Title: "State Alien Land Law Upheld," Seattle Times, 11/12/1923, (ddr-densho-56-382)
Densho ID: ddr-densho-56-382

STATE ALIEN LAND LAW UPHELD

JAPANESE CAN'T ACQUIRE REALTY IN WASHINGTON

United States Supreme Court Decision Upholds Statutes of Pacific Coast Commonwealths.

By Associated Press.

WASHINGTON, Monday, Nov. 13. -- The alien land laws of California and Washington, prohibiting aliens ineligible to citizenship from owning or leasing land, were declared valid and constitutional today by the Supreme Court.

Justice Butler asserted it, was clearly within the power of a state to prohibit aliens who had not declared their purpose to become citizens, or who cannot become citizens, from owning land. He held also that such legislation was not repugnant to the agreement made by this government with Japan.

Justice Butler delivered the opinion, which held that the question was one entitled to be considered under the equity power of the Supreme Court and be disposed of on its merits.

Justices McReynolds and Brandeis' took the position that the cases regarding the leasing of land to Japanese should have been dismissed on the ground that no justifiable question was presented. Justice Sutherland took no part in any of the two cases covered by the decision.

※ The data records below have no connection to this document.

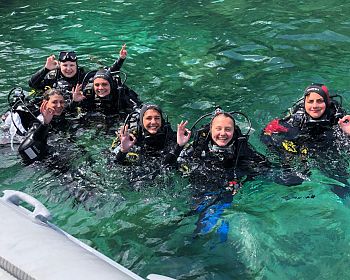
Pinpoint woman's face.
[305,92,326,119]
[46,94,64,116]
[210,115,235,147]
[142,109,162,134]
[60,61,77,78]
[94,78,111,97]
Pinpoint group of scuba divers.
[2,45,350,236]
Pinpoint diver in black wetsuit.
[261,84,350,199]
[175,109,270,242]
[28,45,127,91]
[69,69,141,119]
[13,89,65,163]
[114,104,176,165]
[28,45,127,109]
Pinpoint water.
[0,0,350,279]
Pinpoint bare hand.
[45,55,59,71]
[119,44,128,59]
[338,115,350,135]
[40,100,54,124]
[119,125,136,153]
[72,84,86,102]
[177,121,191,147]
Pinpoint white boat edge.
[0,190,173,280]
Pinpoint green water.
[0,0,350,279]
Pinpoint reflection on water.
[0,0,350,279]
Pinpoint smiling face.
[46,94,64,116]
[60,61,77,78]
[94,78,111,97]
[142,109,162,134]
[210,114,235,147]
[305,92,326,119]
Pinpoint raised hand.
[177,121,191,147]
[119,125,136,153]
[45,55,59,71]
[119,44,128,59]
[338,115,350,135]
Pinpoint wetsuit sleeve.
[28,67,50,89]
[109,57,125,73]
[18,122,49,163]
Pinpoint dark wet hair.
[210,111,236,128]
[140,103,165,128]
[58,51,78,62]
[304,84,330,107]
[93,69,113,87]
[43,88,63,100]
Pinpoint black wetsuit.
[179,126,270,195]
[261,98,350,197]
[28,58,125,92]
[114,123,176,165]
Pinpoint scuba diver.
[172,108,270,242]
[113,103,176,165]
[2,89,65,163]
[28,44,127,103]
[261,84,350,197]
[69,69,141,119]
[112,103,176,190]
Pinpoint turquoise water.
[0,0,350,279]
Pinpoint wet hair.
[43,88,63,100]
[140,103,165,129]
[304,84,330,107]
[93,69,113,87]
[210,112,236,128]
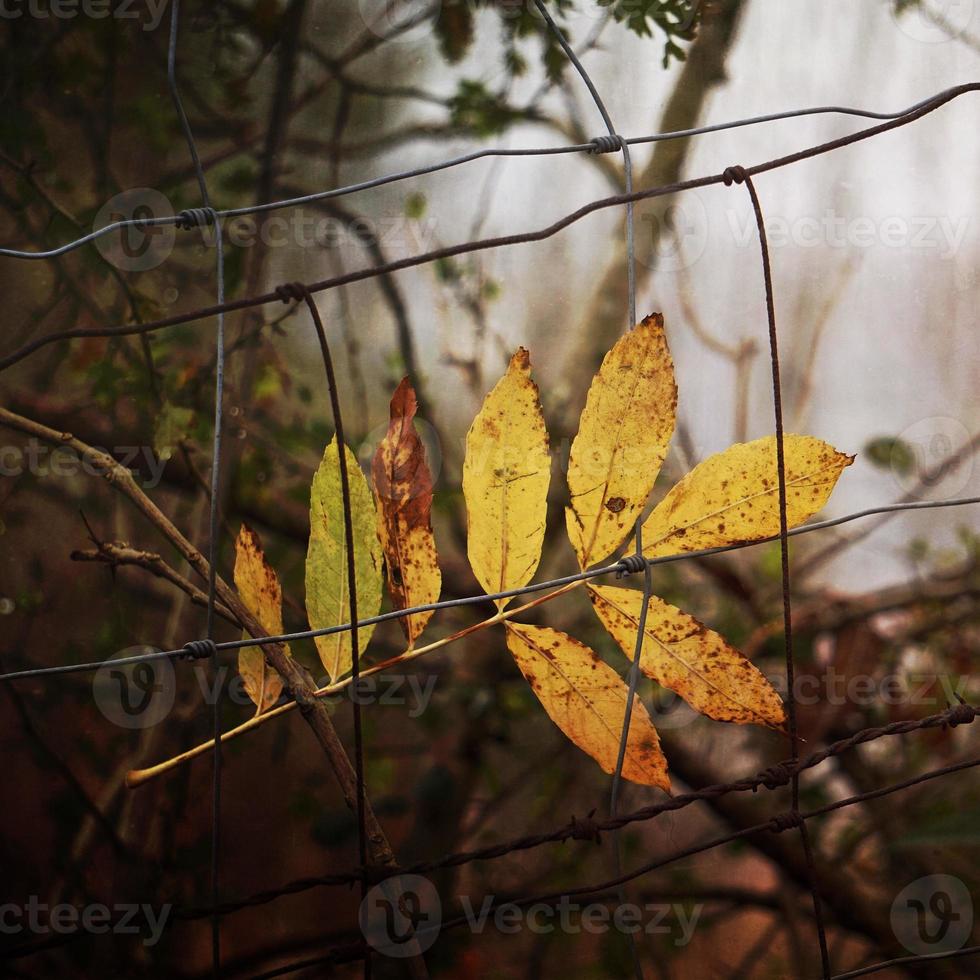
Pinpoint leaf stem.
[126,581,585,789]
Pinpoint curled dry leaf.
[643,435,854,558]
[565,313,677,568]
[235,524,291,714]
[589,585,786,728]
[463,347,551,609]
[506,622,670,792]
[371,378,442,649]
[306,436,381,683]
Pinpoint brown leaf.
[371,378,442,649]
[235,524,289,713]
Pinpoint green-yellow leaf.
[306,436,381,683]
[371,378,442,649]
[235,524,291,714]
[643,435,854,558]
[588,585,786,728]
[506,622,670,792]
[565,313,677,568]
[463,347,551,609]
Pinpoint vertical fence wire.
[725,166,831,980]
[1,9,980,980]
[534,0,651,980]
[167,0,225,977]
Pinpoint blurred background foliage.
[0,0,980,978]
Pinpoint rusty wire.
[0,11,980,980]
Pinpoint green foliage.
[598,0,701,68]
[449,78,527,136]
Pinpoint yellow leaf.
[565,313,677,568]
[507,622,670,792]
[589,585,786,728]
[235,524,291,714]
[463,347,551,609]
[306,436,381,683]
[371,378,442,649]
[643,435,854,558]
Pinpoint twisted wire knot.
[721,164,749,187]
[752,762,793,793]
[589,135,626,153]
[182,640,218,660]
[769,810,803,834]
[175,208,218,229]
[616,555,647,578]
[569,810,602,844]
[273,282,306,303]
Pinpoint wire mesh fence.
[0,0,980,980]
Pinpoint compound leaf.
[235,524,291,714]
[463,347,551,609]
[371,378,442,649]
[643,435,854,558]
[589,585,786,728]
[306,436,381,683]
[506,622,670,792]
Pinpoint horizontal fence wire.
[0,496,980,682]
[0,89,972,259]
[0,7,980,980]
[0,82,980,371]
[0,702,980,962]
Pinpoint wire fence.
[0,0,980,980]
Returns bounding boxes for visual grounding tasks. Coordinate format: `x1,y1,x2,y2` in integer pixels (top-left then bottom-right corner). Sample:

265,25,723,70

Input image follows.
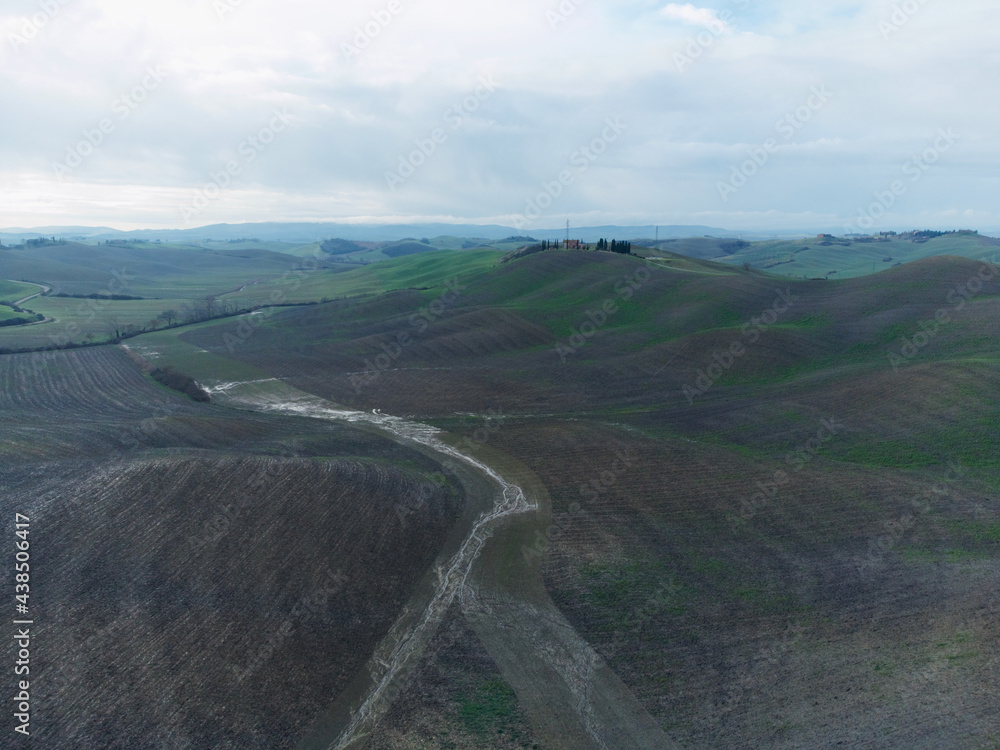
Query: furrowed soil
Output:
172,253,1000,748
0,348,474,749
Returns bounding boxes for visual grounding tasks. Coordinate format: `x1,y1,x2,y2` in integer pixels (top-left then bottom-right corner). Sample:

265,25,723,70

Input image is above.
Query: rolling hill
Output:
111,245,1000,748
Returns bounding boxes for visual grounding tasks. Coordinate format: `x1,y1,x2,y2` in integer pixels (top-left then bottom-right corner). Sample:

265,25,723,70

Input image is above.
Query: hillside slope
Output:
150,252,1000,748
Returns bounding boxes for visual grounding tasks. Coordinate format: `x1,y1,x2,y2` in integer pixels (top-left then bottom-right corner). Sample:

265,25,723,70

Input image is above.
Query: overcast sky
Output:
0,0,1000,231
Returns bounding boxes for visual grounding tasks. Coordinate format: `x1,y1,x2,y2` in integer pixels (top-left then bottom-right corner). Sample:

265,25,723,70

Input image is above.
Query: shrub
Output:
150,367,212,403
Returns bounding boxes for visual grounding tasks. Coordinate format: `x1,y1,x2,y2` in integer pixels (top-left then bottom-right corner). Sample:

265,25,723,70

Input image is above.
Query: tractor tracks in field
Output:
203,383,670,750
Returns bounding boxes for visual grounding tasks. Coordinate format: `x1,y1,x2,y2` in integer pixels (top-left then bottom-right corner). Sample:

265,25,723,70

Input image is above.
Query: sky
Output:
0,0,1000,233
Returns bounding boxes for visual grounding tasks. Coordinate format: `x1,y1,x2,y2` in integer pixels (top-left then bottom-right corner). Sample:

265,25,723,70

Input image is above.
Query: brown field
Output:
172,253,1000,748
0,349,464,750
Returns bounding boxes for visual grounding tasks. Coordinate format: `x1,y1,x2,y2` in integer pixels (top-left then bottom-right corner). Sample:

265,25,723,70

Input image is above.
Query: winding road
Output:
203,380,673,750
13,281,52,307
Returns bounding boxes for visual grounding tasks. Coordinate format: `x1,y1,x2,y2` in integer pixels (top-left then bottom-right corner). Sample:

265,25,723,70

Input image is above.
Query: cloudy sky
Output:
0,0,1000,231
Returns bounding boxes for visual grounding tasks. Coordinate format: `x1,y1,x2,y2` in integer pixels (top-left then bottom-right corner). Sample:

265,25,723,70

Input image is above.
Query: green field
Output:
712,234,1000,278
0,279,41,302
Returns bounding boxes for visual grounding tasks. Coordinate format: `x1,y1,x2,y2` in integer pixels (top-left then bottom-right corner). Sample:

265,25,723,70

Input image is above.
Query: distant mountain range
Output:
0,222,810,244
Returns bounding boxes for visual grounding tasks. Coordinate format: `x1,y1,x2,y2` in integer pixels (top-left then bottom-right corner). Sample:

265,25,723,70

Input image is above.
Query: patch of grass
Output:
942,519,1000,544
458,679,517,740
0,279,42,302
830,440,942,469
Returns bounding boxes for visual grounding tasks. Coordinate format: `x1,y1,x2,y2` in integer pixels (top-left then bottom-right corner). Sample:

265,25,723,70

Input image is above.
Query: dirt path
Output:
14,281,52,307
204,384,670,750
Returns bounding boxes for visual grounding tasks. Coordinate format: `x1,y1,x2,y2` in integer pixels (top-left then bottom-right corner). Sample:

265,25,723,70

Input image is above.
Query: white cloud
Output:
0,0,1000,232
660,3,729,31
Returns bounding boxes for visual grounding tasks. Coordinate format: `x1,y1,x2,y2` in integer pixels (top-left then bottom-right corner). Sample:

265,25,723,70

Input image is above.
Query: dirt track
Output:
206,384,670,750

Two cases in which the court delivered its opinion were brought, one by W.L. Porterfield and Y. Mizuno against state officials of California and the other by Frank Terrace, his wife and N. Nakatsuka against state official of Washington. The decision did not cover two other cases pending involving the right of aliens to own stock in a land-owning corporation and the contract rights of aliens in crops produced on leased land.

Justice Butler referred to the sections of the state laws which prohibited ownership by aliens other than those who is in good faith have declared their intention to become citizens of the United States. In discussing this phase of the case, he said:

Japanese, Chinese and Malays Barred.

"The inclusion of good faith declarants in the same class with citizens does not unjustly discriminate against aliens who are ineligible or against eligible aliens who have failed to declare their intention. The classification is based upon eligibility and purpose to naturalize. Eligible aliens are free white persons and persons of African nativity or descent.

"Congress is not trammeled, and it may grant or withhold the privilege of naturalization upon any grounds or without any reasons as it sees fit. But it is not to be supposed that its acts defining eligibility are arbitrary or unsupported by reasonable considerations of public policy. The state may properly assume that the considerations upon which Congress made such classification are substantial and reasonable. Generally speaking, the natives of European countries are eligible. Japanese, Chinese and Malays are not.

"Appellants" contention that the state acts discriminate arbitrarily against Nakatsuka and other ineligible aliens because of their race is without foundation. All persons, whatever color or race, who have not declared their intention in good faith to become citizens are prohibited from so owning agricultural lands. Two classes of aliens inevitably result from the naturalization laws -- those who may and those who may not become citizens. The rule established by Congress on this subject, in and of itself, furnishes a reasonable basis for classification in a state law withholding from aliens the privilege of land ownership in this act.

No Rights by Treaty.

"We agree with the court below that it is obvious that one who is not a citizen and cannot become one lacks an interest in and the power to effectually work for the welfare of the state and so lacking, the state may rightfully deny him the right to own and lease real estate within its boundaries. If one incapable of citizenship may lease or own real estate, it is within the realm of possibility that every foot of land within the state might pass to the ownership or possession of noncitizens."

In that part of the opinion holding that the laws of Washington and California did not conflict with the treaty between the United States and Japan, Justice Butler said:

"To prevail on this point, applicants must show conflict between the state act and the treaty. Each state, in the absence of any treaty provision, conferring the right, may enact laws prohibiting aliens from owning lands within its borders. Unless the right to own or lease land is given by the treaty, no question of conflict can arise."